あの態度からして難しいかもしれないけど、万に一つ、姫が心変わりする可能性もある。
帰りたいとの言質は取れなかったが、帰りたくないという発言も無かったからな。
王都が安全と分かってくれれば、一緒に帰ってくれるかもしれない。
ここよりも安全とは言えないけどな……。
侯爵に関しては、ライラが言うように王様に忠誠を誓ってくれているから、協力はしてくれるだろう。
その辺も踏まえて、今後の話を進めていかないといけないな。
俺たちはその為に来たんだからな。
居心地がいいとはいえ、目的を忘れることはない。
明日は更に気を引き締めようと思っているが…………、なんで散策?
ゲッコーさんは何を考えているのだろうか? 悠長に行動するほど余裕があるとは思えないんだけどな。
何も無く行動する人ではないからな。
勝手に裏で動いているし、
「その辺も踏まえて、メンバーと今後についてしっかりと話し合いをしないとな~」
ゴロゴロとキングサイズのベッドで転がりながら独白。
このベッドに寝っ転がると、毎度いい香りがする。
毎日シーツを取り替えてくれているみたいだけど、その度にエッセンシャルオイルか香水を塗布してくれているのかもな。

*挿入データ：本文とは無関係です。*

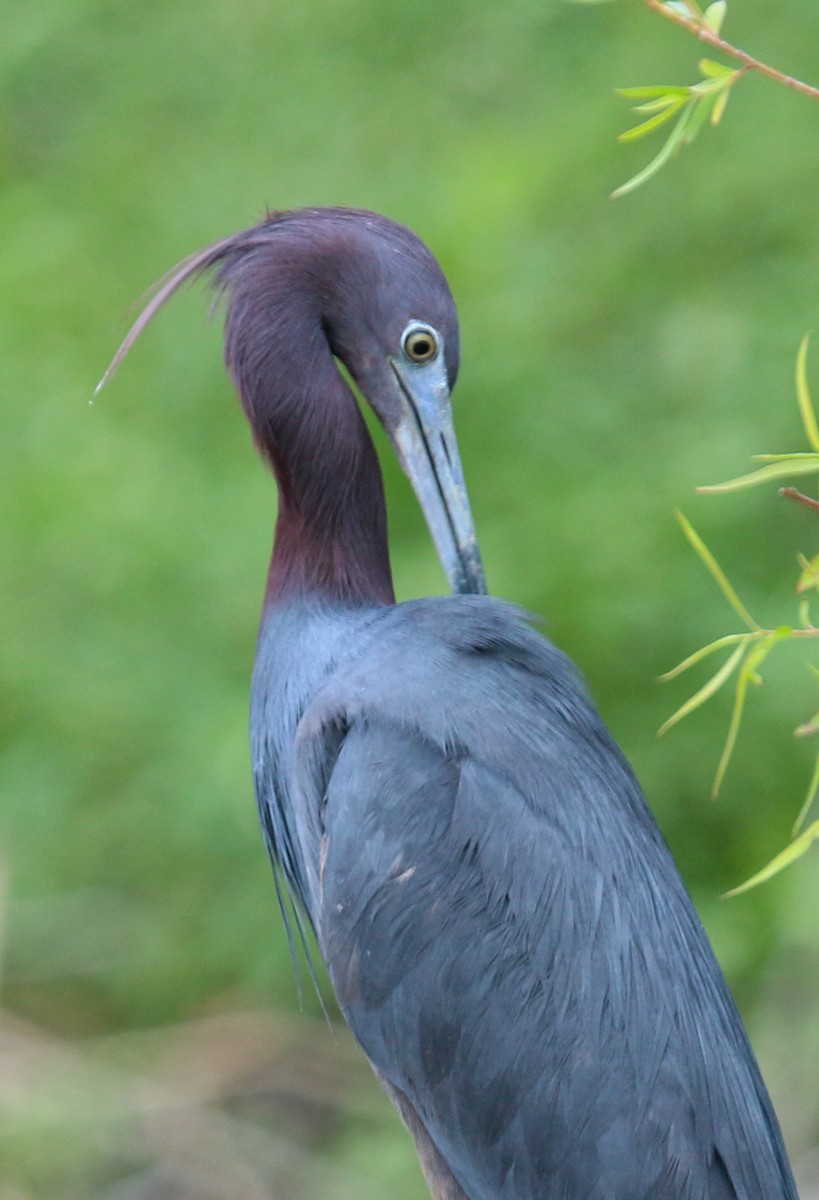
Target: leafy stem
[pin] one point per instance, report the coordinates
(688, 16)
(689, 108)
(749, 648)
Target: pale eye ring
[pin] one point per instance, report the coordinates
(420, 343)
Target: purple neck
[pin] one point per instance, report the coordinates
(332, 528)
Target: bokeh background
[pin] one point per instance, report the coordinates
(153, 1045)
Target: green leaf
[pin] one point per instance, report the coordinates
(788, 856)
(813, 786)
(639, 131)
(747, 675)
(686, 9)
(719, 106)
(781, 469)
(803, 455)
(706, 691)
(699, 117)
(808, 729)
(670, 147)
(652, 90)
(715, 15)
(716, 570)
(704, 652)
(809, 575)
(655, 106)
(803, 395)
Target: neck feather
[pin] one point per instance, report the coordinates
(332, 527)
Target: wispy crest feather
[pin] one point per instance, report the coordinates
(167, 285)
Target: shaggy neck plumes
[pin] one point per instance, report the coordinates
(332, 527)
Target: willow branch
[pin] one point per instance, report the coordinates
(705, 35)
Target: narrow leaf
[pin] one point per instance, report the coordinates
(803, 395)
(808, 729)
(698, 655)
(658, 162)
(716, 70)
(655, 106)
(639, 131)
(747, 675)
(801, 455)
(809, 575)
(789, 855)
(646, 93)
(705, 693)
(808, 466)
(716, 570)
(686, 9)
(715, 15)
(813, 786)
(701, 111)
(719, 106)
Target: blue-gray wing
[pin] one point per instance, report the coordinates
(509, 939)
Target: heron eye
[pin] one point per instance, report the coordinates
(420, 345)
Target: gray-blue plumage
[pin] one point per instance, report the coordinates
(504, 928)
(506, 931)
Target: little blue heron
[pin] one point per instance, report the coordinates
(502, 922)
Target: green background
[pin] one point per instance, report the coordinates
(615, 355)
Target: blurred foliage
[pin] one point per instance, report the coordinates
(751, 648)
(700, 103)
(614, 357)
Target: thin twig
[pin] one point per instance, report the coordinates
(800, 497)
(706, 35)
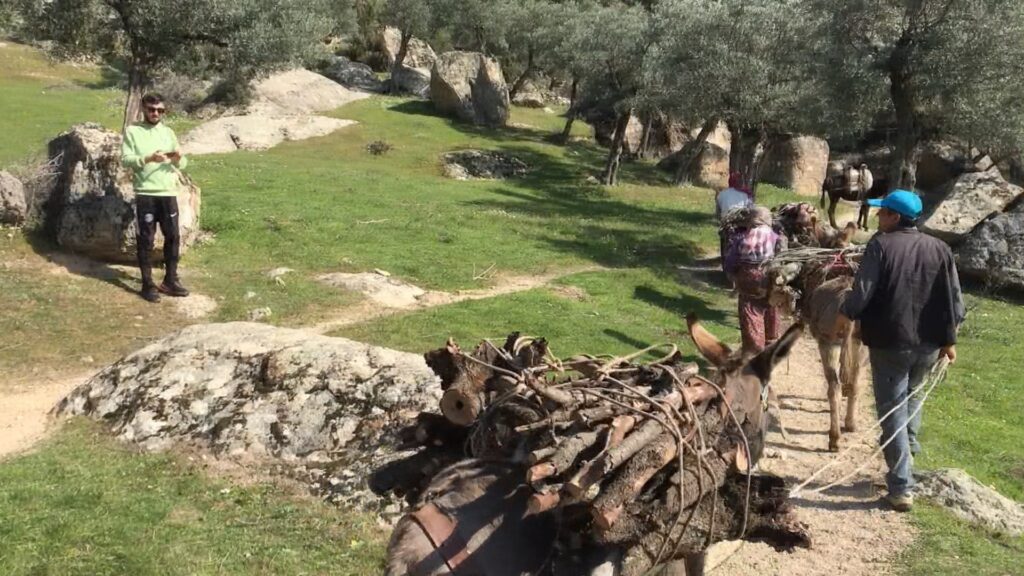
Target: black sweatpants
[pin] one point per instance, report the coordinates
(155, 210)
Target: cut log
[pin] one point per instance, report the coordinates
(632, 479)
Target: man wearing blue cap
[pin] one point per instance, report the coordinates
(907, 298)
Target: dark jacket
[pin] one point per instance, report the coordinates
(906, 293)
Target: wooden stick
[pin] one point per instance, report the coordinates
(540, 471)
(590, 472)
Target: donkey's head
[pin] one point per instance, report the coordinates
(744, 377)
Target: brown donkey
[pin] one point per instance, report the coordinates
(476, 519)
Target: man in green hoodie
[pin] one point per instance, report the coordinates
(151, 151)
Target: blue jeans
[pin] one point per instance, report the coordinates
(895, 374)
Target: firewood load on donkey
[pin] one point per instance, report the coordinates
(814, 284)
(634, 465)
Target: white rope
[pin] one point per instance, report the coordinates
(936, 375)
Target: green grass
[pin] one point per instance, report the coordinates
(975, 420)
(327, 205)
(947, 546)
(42, 98)
(612, 312)
(85, 505)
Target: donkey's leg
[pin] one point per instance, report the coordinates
(829, 362)
(833, 202)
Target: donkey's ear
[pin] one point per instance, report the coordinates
(710, 346)
(764, 363)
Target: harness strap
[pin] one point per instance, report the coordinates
(441, 531)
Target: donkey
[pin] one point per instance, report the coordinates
(821, 291)
(476, 521)
(855, 184)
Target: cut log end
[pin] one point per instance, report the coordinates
(460, 408)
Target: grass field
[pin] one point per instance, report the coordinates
(327, 205)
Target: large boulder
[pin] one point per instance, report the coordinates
(415, 81)
(299, 91)
(419, 53)
(257, 131)
(13, 208)
(966, 497)
(710, 169)
(323, 409)
(964, 203)
(91, 209)
(940, 162)
(797, 163)
(284, 108)
(994, 251)
(471, 87)
(353, 75)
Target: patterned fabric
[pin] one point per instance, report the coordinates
(759, 321)
(751, 247)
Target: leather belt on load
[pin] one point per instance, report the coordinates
(440, 529)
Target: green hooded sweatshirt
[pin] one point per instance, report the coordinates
(153, 178)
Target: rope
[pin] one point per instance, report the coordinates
(936, 375)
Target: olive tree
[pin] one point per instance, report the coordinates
(745, 63)
(935, 68)
(240, 39)
(611, 47)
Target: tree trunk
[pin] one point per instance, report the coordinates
(691, 152)
(399, 58)
(645, 136)
(570, 115)
(749, 147)
(519, 82)
(133, 105)
(610, 176)
(902, 170)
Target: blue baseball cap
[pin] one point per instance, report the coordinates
(903, 202)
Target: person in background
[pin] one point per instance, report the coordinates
(151, 151)
(736, 196)
(907, 297)
(749, 247)
(732, 198)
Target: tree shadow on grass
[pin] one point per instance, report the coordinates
(81, 265)
(588, 222)
(590, 157)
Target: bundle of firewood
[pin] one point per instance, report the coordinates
(650, 456)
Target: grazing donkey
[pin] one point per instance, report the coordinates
(476, 522)
(855, 184)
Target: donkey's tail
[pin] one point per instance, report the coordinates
(850, 361)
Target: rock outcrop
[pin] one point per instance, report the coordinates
(414, 81)
(326, 408)
(966, 497)
(91, 209)
(966, 202)
(284, 108)
(13, 208)
(353, 75)
(994, 251)
(710, 169)
(471, 87)
(797, 163)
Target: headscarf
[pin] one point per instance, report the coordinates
(759, 215)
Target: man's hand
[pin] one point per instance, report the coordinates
(949, 352)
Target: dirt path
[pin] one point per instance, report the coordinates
(853, 532)
(24, 412)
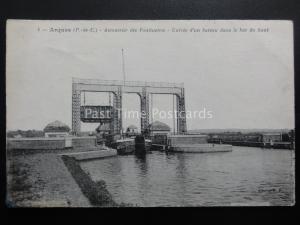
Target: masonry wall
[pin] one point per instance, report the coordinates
(49, 143)
(187, 139)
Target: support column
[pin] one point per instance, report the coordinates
(181, 116)
(75, 109)
(117, 111)
(144, 109)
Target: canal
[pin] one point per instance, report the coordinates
(245, 176)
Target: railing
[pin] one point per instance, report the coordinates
(128, 83)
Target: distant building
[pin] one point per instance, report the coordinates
(271, 137)
(56, 129)
(158, 127)
(131, 130)
(103, 128)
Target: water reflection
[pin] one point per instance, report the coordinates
(244, 176)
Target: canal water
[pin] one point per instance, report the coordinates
(245, 176)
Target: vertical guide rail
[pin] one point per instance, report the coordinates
(173, 114)
(75, 109)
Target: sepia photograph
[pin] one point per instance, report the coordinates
(150, 113)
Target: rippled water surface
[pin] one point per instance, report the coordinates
(245, 176)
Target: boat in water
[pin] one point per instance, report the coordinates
(124, 146)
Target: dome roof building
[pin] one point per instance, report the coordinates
(56, 129)
(105, 127)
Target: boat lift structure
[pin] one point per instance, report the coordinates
(117, 88)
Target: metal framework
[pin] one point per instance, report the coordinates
(117, 88)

美人がいつでも側にいてくれるような香りだ――――…………。
――…………。
――……。
『いい加減に起きないか』
「はひ!? なに!」
なんだよベルか。
「もう朝かよ。いくら何でも早いぞ。いま寝たとこだろ」
どんだけ俺は深い眠りだったんだ? 深く眠ると直ぐに朝って感覚になるのは知っているが。いくらなんでも早すぎだ。

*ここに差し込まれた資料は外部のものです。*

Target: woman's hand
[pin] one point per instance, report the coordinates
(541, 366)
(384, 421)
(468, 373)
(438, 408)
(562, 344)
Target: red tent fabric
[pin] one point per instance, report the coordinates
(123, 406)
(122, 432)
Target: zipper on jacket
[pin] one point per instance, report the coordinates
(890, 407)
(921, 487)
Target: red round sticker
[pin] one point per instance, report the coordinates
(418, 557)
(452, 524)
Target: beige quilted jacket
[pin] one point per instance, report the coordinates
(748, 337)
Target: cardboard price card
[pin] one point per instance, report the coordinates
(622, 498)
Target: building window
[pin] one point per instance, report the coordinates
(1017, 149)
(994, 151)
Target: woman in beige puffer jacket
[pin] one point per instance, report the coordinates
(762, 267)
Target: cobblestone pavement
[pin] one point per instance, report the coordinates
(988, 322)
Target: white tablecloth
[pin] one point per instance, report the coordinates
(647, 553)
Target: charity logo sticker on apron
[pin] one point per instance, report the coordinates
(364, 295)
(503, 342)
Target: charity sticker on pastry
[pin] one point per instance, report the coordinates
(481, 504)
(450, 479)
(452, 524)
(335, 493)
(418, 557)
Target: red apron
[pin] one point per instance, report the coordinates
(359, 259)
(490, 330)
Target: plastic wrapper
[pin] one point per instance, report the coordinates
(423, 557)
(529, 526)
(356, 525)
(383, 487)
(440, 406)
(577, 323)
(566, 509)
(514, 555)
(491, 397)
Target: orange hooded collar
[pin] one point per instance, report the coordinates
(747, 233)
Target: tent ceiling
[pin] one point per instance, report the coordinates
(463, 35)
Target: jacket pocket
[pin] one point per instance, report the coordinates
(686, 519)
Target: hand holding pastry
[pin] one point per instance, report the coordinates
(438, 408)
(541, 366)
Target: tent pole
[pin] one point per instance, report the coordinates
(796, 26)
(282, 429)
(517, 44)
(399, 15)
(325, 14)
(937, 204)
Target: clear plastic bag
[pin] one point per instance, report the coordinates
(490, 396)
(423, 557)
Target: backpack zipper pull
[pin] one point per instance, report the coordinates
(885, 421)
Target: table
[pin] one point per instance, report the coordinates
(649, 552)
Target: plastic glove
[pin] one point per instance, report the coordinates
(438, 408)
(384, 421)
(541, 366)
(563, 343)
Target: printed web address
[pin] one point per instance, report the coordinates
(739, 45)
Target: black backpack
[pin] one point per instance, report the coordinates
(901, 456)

――……って、前回も同じような事を思っていたような……。
だけど今回は夕食時にそこまで酒は飲んでいない。
『何を言っている。まだ夜中だぞ』
「おんおん?」
――……じゃあなんでベルは俺の寝室にいるの? しかも俺の寝ているベッドで、俺の横に座ってますけども。
今夜も随分と月明かりが綺麗だ。
灯りなんてなくても、ベルの美貌と白銀に輝く長髪が、しっかりと目に入ってくる。
――――そっか、これあれだ。昨日と同じような夢だな。ベルの寝間着もエッチな仕様だし。
しかし二日連続とはね。
童貞だし、多感な時期だし、色々と溜まってんのかな。
『どうしたのだ? 惚けているのか?』
「いや、まあ」
相変わらずリアルな夢だ。
婀娜っぽいのは昨晩と一緒。やはり俺は色々と溜まってんだな。
『はやく』
「え?」
更に色気を帯びた声が俺の耳朶にダイレクトアタック。
潤んだ目で見られれば、俺の体は固まってしまう。もちろん全体がね。一部とかではなく。
この夢は本当に凄いな。
ベルが胸を強調するように胸の下で腕を組んでみせる。たまにこういう佇みかたをする時もあるが、その場合は凛とした姿の格好良さの中に、エロが含まれているって感じ。
だが、ここでは十全でエロいだけだ。
眼福もいいところ。
ずっと見てしまう。いいよね。夢だから。
夢なら許されるって。だって夢だもん。
『今日はどうしたい?』
切れ長の目は目尻が下がり、連動するように、柳眉も八の字を書いている。
ギュッとする以上の事が出来るってことなんだろうか。
というか、今日はどうしたいとか言ってるんですけど。
この夢は、昨晩の続きのようだ。
セーブ機能でもあるのかな?
へんてこな夢を見ているような気もするが、ベルの胸が至近にあるわけだから、そんな細けえ事は気にしてはいけない。